Égalité professionnelle : comment atteindre l’équilibre ?

9 novembre 2023 6 min de lecture

Sujet d’actualité, préoccupation accrue des collaborateurs et collaboratrices, l’égalité professionnelle entre les hommes et les femmes bénéficie d’une visibilité croissante au sein des entreprises.

Décrétée grande cause nationale lors du 1er quinquennat d’Emmanuel Macron, l’égalité professionnelle fait l’objet de plusieurs réglementations récentes avec :

  • La création de l’index Egapro dans le cadre de la loi sur la liberté de choisir son avenir professionnel de 2018,
  • La féminisation des instances de direction des entreprises avec la loi Rixain de 2021,
  • La directive européenne 2023/970 du 10 mai 2023 sur la transparence des rémunérations.

Au moment de la parution de la loi de 2018, les chiffres officiels produits par la Dares faisaient état d’un écart de rémunération de 24% à la défaveur des femmes. Cet écart s’expliquait en grande partie par la sur-représentation des femmes :

  • Dans les secteurs d’activité peu rémunérateurs

    A titre d’exemple l’Insee relevait dans une étude de 2022 que 98% des emplois d’assistantes maternelles et 18% des emplois d’ingénieurs informatiques sont occupés par des femmes.

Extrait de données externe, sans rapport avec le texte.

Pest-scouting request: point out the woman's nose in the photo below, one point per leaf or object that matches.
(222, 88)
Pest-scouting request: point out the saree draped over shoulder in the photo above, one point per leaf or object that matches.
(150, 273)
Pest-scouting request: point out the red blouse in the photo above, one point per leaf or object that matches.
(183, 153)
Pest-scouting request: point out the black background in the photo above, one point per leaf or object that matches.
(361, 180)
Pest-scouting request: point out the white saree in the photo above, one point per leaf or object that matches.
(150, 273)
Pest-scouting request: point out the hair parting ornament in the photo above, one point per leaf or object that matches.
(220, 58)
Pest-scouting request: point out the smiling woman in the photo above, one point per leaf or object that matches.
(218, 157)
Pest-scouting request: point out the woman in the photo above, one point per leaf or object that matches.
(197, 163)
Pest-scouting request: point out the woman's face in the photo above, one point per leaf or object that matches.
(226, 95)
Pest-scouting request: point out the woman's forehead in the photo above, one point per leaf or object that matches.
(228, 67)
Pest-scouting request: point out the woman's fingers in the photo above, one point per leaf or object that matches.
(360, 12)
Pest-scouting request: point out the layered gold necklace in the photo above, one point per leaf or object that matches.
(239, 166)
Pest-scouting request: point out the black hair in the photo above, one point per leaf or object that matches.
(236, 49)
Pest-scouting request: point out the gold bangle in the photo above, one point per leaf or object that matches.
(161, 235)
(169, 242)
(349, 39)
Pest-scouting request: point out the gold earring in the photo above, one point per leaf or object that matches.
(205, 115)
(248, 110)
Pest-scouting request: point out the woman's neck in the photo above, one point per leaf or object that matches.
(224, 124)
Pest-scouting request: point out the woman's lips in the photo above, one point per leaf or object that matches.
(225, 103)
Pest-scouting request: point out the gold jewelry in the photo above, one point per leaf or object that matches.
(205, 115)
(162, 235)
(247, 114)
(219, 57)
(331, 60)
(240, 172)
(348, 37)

  • Dans les emplois peu ou pas qualifiés

    En 2020, 23,5 % d’entre elles sont employées ou ouvrières non qualifiées, contre 14,3 % des hommes.

  • Dans les emplois à temps partiels.

    27,4 % des femmes travaillent à temps partiel contre 8,4 % des hommes.

Une fois ces différents biais structurels écartés, un écart de rémunération inexpliqué de 9% persistait. C’est dans la perspective de résorber cet écart qu’avait été adoptée l’index égalité professionnelle.

5 ans plus tard, la situation a-t-elle profondément changé ? Les entreprises se sont-elles emparées du sujet pour faire évoluer les choses ? Quelles solutions peuvent encore être envisagées aujourd’hui ?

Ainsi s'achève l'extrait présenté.